Die Kammer hält vor diesem Hintergrund die Beklagte gemäß § 22 Abs. 1 Satz 2 SGB II für verpflichtet, die KfU des Klägers weiter in tatsächlicher Höhe zu übernehmen, wenigstens bis einschließlich Oktober 2005. Zwar soll entsprechend der Vorschrift die Übernahme der tatsächlichen Kosten längstens für sechs Monate erfolgen. § 22 Abs. 1 sieht dies aber nur "in der Regel" vor, wobei der Regelfall angesichts der Intention des Gesetzgebers derjenige sein muss, in dem es dem Betroffenen aufgrund vollständiger und richtiger Information für volle sechs Monate möglich war, billigeren Ersatzwohnraum zu ermitteln und anzumieten. Hieran hat es beim Kläger zumindest bis einschließlich April 2005 gefehlt. Dem Kläger ist es nur möglich und zumutbar, preiswerteren Ersatzwohnraum zu suchen, wenn er von der Beklagten vollständig und richtig über seine Pflichten und Rechte informiert ist. Hierzu gehört es zumindest, dass ihm die Berechnungsgrundlagen mitgeteilt werden, so dass er sich zumindest darüber informieren kann, ob die Beklagte insoweit von richtigen Voraussetzungen ausgeht. Denn diese Voraussetzungen sind bisher keinesfalls als unstreitig anzusehen. So ist etwa die von der Beklagten vorgenommene Anbindung der Beurteilung der Angemessenheit von Wohnraum an das Wohnungsbindungsrecht von der 11. Kammer dieses Gerichts beanstandet worden (Urteil vom 16.11.2005, S 11 AS 70/05). Der Betroffene muss in die Lage versetzt werden, die Rechtsauffassung der Beklagten zu überprüfen (bei eventuell fehlender Verwaltungsaktqualität des entsprechenden Hinweisschreibens wäre hier auch eine Feststellungsklage denkbar) und er muss genau wissen, um welche Art Wohnung in welcher Preislage er sich sinnvollerweise bemühen sollte.

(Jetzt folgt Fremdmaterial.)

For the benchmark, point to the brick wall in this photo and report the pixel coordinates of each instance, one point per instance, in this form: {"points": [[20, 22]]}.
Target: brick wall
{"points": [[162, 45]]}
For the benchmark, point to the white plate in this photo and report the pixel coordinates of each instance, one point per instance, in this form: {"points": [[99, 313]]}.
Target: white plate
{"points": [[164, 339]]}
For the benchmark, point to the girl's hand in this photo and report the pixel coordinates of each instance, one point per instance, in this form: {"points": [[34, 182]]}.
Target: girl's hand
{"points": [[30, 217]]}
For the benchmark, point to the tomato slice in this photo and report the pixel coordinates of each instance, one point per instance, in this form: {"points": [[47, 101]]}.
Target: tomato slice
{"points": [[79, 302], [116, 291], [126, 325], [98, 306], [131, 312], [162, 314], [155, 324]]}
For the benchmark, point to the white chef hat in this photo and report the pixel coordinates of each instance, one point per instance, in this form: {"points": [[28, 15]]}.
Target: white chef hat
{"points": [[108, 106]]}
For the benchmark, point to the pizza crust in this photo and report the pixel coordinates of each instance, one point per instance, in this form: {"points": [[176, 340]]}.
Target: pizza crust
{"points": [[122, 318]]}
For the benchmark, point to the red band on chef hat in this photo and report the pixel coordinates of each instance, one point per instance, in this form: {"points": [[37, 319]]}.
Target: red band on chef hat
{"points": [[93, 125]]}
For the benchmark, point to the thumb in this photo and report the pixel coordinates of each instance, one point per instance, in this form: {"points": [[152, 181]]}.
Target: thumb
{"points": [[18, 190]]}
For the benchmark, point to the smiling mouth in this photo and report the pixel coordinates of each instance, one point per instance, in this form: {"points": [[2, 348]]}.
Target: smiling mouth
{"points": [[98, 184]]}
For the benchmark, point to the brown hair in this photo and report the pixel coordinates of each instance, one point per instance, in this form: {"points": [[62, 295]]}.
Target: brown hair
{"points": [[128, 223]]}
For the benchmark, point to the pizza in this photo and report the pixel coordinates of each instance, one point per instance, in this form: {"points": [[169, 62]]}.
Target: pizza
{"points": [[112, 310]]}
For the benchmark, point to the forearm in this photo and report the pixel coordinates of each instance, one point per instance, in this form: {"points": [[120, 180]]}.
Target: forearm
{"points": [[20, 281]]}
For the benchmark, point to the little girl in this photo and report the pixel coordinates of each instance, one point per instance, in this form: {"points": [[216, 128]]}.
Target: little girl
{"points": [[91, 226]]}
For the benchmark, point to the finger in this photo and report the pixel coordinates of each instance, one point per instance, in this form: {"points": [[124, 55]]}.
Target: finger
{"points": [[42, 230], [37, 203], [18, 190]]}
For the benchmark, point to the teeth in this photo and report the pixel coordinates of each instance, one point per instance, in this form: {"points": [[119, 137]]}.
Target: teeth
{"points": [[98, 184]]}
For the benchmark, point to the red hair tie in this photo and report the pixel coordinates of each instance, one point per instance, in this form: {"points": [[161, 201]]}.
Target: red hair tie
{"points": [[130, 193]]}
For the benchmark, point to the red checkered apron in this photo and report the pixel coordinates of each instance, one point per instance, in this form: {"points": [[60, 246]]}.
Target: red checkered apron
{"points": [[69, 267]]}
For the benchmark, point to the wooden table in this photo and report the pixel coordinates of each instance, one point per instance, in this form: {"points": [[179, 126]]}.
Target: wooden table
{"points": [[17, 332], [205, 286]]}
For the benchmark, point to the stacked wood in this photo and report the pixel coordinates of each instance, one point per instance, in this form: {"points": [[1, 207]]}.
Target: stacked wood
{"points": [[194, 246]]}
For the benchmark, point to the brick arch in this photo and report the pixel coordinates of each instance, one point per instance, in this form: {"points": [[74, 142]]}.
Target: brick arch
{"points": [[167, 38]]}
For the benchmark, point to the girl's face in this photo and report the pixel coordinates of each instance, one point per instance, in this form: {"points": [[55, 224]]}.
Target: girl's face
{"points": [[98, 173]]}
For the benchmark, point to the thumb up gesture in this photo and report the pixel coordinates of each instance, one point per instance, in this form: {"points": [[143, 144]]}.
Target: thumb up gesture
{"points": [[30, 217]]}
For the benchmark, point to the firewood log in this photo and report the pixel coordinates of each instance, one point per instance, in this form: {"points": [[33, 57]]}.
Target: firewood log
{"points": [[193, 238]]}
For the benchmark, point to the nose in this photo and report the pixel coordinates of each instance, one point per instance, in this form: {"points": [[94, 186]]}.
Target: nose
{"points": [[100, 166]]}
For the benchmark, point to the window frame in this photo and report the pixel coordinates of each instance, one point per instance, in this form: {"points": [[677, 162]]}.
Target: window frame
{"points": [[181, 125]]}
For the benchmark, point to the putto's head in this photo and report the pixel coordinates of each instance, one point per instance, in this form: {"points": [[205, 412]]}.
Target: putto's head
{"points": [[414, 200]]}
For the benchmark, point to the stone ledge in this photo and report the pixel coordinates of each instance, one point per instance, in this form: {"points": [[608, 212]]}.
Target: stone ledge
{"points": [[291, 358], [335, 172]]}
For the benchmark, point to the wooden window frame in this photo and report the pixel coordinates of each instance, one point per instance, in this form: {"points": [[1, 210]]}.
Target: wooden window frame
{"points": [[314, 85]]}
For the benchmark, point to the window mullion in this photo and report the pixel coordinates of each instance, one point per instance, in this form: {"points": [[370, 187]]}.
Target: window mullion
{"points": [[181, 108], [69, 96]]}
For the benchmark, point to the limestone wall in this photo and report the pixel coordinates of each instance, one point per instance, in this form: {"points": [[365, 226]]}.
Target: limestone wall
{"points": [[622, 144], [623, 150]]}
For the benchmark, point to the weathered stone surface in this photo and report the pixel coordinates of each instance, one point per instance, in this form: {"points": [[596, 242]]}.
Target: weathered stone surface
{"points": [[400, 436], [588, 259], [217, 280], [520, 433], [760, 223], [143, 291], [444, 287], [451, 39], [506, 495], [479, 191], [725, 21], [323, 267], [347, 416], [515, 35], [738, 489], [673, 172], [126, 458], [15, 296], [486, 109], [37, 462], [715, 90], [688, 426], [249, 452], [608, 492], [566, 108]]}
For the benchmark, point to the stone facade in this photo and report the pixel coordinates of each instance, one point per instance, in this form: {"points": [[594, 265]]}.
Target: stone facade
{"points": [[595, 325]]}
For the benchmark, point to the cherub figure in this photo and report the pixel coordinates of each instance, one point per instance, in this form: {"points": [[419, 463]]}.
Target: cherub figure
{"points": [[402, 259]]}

Der Betroffene ist darum mindestens darüber zu belehren, dass und warum seine eigene Wohnung zu groß oder zu teuer ist, welche Größe und welcher Preis bei gleicher Lage und Wohnungsqualität als angemessen betrachtet würde und aufgund welcher Berechnungsgrundlagen die Beklagte entscheiden wird, ob eventuell vom Betroffenen künftig anzumietender Wohnraum als angemessen angesehen werden kann. Außerdem ist er auf § 22 Abs. 2 Satz 1 SGG II hinzuweisen.

Solange dies nicht der Fall ist, beginnt die Sechs-Monats-Frist des § 22 Abs. 2 SGG II nicht zu laufen. Demnach sind die tatsächlichen Mietkosten in Höhe von 365,- EUR bis zum 31.10.2005 weiter zu übernehmen.

Die Kostenentscheidung folgt aus §§ 183, 193 SGG.